Point d’orgue de ce ballet de natation synchronisée, les deux groupes publient ce mois-ci des disques en hommage à leurs amis disparus – c’est pas gai, mais c’est beau. A l’époque de l’album précédent des Tindersticks, Stuart Staples avait raconté, déjà, la peine suscitée par les disparitions d’Alain Bashung et de la chanteuse Lhasa, dont il était proche. “Tellement de gens nous ont quittés ces dernières années, explique-t-il. Ce disque parle de ces personnes. Pour autant, je ne l’ai pas envisagé comme un album de deuil et je ne le vois pas comme un disque sombre. C’était plutôt un terrain pour réfléchir à comment on peut continuer à vivre normalement après tout ça. Comment les gens se débrouillent pour continuer à danser malgré tout.”
Mr. M de Lambchop est dédié à la mémoire de Vic Chesnutt, proche de Kurt Wagner – les deux musiciens avaient collaboré sur l’album The Salesman and Bernadette en 1998 –, qui s’est donné la mort le jour de Noël 2009. “Je fais des disques autant pour le public que pour mes amis, raconte Wagner. Je l’ai donc peut-être aussi fait pour lui.

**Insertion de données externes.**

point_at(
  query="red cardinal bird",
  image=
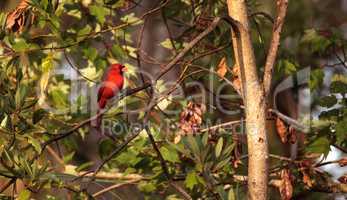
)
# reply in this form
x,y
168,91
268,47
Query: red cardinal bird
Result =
x,y
112,82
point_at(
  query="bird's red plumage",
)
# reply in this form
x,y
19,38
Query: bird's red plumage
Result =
x,y
112,82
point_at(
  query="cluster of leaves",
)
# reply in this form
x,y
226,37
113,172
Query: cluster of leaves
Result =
x,y
43,39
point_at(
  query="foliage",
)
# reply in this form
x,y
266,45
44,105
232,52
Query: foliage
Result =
x,y
39,101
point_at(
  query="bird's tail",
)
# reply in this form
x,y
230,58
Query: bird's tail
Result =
x,y
97,122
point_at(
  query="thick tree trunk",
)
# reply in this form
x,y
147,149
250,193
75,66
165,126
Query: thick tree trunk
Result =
x,y
255,103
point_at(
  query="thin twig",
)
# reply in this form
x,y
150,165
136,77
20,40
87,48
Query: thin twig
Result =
x,y
188,47
115,186
275,42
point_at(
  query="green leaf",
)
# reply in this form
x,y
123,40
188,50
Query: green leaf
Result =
x,y
99,12
84,166
317,42
169,155
59,98
341,131
44,4
319,145
219,147
35,143
191,180
38,115
193,145
316,79
118,52
231,194
91,53
24,195
338,87
328,101
21,93
147,187
20,45
68,158
84,31
131,18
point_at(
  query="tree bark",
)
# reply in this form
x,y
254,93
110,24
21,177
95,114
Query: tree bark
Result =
x,y
255,103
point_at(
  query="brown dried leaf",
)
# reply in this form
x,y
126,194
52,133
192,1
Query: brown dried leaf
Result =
x,y
293,135
16,19
286,187
281,130
191,117
222,67
343,179
236,80
306,179
343,162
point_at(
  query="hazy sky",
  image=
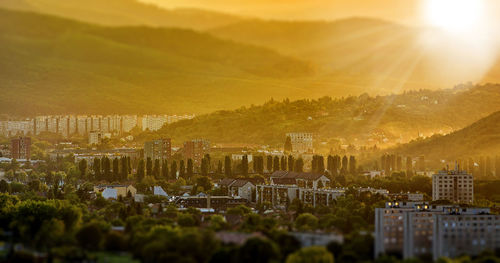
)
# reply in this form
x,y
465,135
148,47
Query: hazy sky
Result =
x,y
406,11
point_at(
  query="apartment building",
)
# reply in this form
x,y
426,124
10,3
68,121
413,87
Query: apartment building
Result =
x,y
158,149
421,230
196,150
455,186
21,148
301,142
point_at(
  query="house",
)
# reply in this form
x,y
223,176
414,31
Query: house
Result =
x,y
304,180
239,187
236,238
158,190
218,203
308,239
110,193
121,190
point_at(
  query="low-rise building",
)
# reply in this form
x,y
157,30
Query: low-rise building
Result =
x,y
308,239
282,195
218,203
115,191
304,180
239,187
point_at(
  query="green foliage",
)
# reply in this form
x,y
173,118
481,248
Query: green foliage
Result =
x,y
306,222
259,251
311,254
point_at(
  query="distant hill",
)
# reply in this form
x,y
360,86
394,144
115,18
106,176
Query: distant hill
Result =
x,y
480,138
378,55
123,13
55,65
361,120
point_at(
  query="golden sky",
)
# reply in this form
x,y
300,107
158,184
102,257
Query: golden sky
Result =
x,y
405,11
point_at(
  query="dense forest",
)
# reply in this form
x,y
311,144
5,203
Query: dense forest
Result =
x,y
480,138
362,120
62,66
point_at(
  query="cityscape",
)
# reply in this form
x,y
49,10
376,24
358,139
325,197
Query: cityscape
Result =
x,y
250,131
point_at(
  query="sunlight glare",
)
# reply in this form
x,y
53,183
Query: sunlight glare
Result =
x,y
455,16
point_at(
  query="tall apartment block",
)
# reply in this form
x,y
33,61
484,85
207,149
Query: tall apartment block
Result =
x,y
421,230
301,142
196,149
21,148
158,149
455,186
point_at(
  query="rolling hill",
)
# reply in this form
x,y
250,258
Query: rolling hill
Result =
x,y
359,120
55,65
479,138
123,13
380,55
351,56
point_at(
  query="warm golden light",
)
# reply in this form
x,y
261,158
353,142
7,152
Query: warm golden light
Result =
x,y
455,16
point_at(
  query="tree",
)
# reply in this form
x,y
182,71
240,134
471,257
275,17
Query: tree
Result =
x,y
164,170
311,254
173,170
244,165
352,165
344,164
4,186
189,170
227,166
283,163
82,166
269,163
97,168
276,164
149,166
219,167
258,250
124,171
156,169
116,169
290,163
204,167
106,168
204,182
409,166
140,170
182,169
90,235
288,144
306,222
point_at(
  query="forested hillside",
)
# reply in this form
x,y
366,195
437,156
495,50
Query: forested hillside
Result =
x,y
360,120
480,138
123,13
62,66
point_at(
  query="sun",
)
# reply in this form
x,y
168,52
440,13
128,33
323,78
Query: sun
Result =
x,y
455,16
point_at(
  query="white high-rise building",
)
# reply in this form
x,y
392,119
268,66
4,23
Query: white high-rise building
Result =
x,y
153,122
455,186
301,142
95,137
418,229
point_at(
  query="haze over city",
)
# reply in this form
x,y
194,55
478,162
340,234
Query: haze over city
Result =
x,y
250,131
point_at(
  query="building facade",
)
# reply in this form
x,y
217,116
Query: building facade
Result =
x,y
21,148
301,142
158,149
455,186
421,230
196,150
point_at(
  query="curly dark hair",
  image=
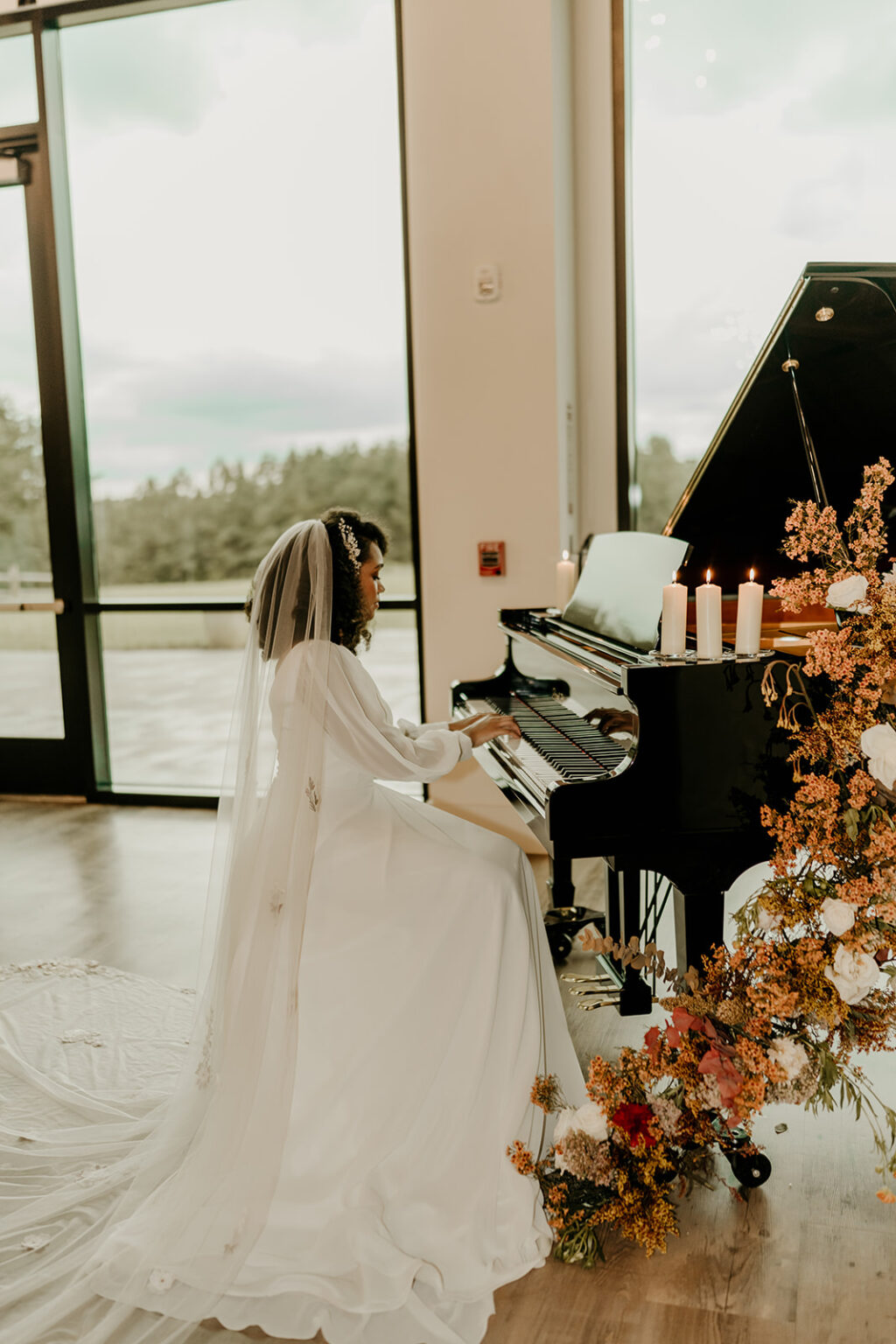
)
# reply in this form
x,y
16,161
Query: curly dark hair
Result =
x,y
348,626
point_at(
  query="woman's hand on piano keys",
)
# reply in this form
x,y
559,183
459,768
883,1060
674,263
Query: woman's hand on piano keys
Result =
x,y
462,724
488,726
612,721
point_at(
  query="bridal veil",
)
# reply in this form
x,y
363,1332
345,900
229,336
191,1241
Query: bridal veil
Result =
x,y
127,1215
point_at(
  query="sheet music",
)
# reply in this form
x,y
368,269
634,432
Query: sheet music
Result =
x,y
620,591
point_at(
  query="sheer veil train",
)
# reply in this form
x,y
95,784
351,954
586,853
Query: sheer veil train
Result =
x,y
150,1193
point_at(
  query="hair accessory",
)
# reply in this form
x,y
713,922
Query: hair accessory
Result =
x,y
349,542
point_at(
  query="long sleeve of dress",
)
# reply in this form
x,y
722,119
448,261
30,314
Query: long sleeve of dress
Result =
x,y
360,724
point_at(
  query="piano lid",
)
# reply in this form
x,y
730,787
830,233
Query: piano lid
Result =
x,y
735,506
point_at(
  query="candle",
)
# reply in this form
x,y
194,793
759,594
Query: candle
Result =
x,y
748,616
708,620
566,579
675,617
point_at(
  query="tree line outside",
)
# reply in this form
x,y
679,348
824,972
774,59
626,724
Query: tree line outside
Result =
x,y
182,531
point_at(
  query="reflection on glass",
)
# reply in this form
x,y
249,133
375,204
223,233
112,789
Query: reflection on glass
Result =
x,y
748,160
238,246
18,88
171,679
32,702
32,699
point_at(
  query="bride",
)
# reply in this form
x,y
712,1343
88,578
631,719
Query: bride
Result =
x,y
318,1141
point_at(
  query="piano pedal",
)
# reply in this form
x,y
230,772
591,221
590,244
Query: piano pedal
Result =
x,y
612,1002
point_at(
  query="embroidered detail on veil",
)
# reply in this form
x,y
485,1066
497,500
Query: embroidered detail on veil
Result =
x,y
155,1198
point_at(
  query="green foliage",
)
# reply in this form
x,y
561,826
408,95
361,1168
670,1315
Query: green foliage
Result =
x,y
23,515
662,479
180,531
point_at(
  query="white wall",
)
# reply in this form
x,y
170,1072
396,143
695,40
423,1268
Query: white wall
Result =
x,y
491,153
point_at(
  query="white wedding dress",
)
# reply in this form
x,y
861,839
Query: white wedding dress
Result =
x,y
426,1005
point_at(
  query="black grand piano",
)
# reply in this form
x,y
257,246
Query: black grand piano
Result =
x,y
680,796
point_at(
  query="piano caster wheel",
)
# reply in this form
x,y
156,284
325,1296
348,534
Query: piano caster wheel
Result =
x,y
751,1171
559,942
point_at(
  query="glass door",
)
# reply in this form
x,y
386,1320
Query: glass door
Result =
x,y
50,667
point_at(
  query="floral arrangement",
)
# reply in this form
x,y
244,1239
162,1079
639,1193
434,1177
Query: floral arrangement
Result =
x,y
808,980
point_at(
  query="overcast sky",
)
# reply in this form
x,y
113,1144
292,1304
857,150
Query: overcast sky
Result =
x,y
236,211
763,137
238,233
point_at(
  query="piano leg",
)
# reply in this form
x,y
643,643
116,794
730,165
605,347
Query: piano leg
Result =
x,y
560,882
624,922
699,925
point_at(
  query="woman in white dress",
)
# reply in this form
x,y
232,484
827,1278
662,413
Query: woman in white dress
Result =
x,y
328,1150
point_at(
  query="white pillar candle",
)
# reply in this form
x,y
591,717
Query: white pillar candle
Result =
x,y
748,632
675,617
566,579
708,620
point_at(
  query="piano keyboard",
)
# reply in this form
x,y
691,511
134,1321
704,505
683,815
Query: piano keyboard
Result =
x,y
557,746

C’était douloureux pour moi de raconter ces choses-là, de parler de lui. Je le fais simplement parce que j’essaie de gérer tout ça. Et j’espère peut-être y trouver des vertus thérapeutiques.”
Si l’entreprise n’est pas gaie, elle donne lieu à deux disques au raffinement admirable. Côté Tindersticks, le groupe offre avec The Something Rain un successeur splendide à Falling down a Mountain, le disque qui, il y a deux ans, avait signé son retour lumineux. Revigorés par une longue tournée lors de laquelle ils revisitèrent les musiques composées pour les films de Claire Denis, les Tindersticks renouent aujourd’hui avec la magie de Curtains, enchaînant quelques instrumentaux formidables et une poignée de morceaux sensuels (Show Me Everything, Come Inside). Porté par des choeurs habiles et un Fender Rhodes voluptueux, le groupe parvient même à légitimer l’usage du saxophone.
Côté Lambchop, l’émotion est grande. Mr. M débute sur un If Not I’ll Just Die à faire pleurer les brutes : derrière ce titre emprunté aux paroles de This Guy’s in Love with You de Burt Bacharach, Wagner chante comme un enfant triste, un Robert Wyatt amoché. Enregistré à Nashville, dans les studios du producteur Mark Nevers (Will Oldham, Silver Jews), le disque évite pourtant tout pathos en multipliant les arrangements cotonneux (Nice Without Mercy, 2B2, Buttons). “J’aime l’idée de rester fidèle à un son, de me répéter, même. Je crois que ça crée une identité.” En oscillant sans cesse entre folk et jazz, pop suave et climats cinématographiques, Mr. M offre au chagrin de Wagner l’un des plus beaux écrins sonores de l’année. Plus qu’un cadeau d’amitié, c’est un cadeau d’amour.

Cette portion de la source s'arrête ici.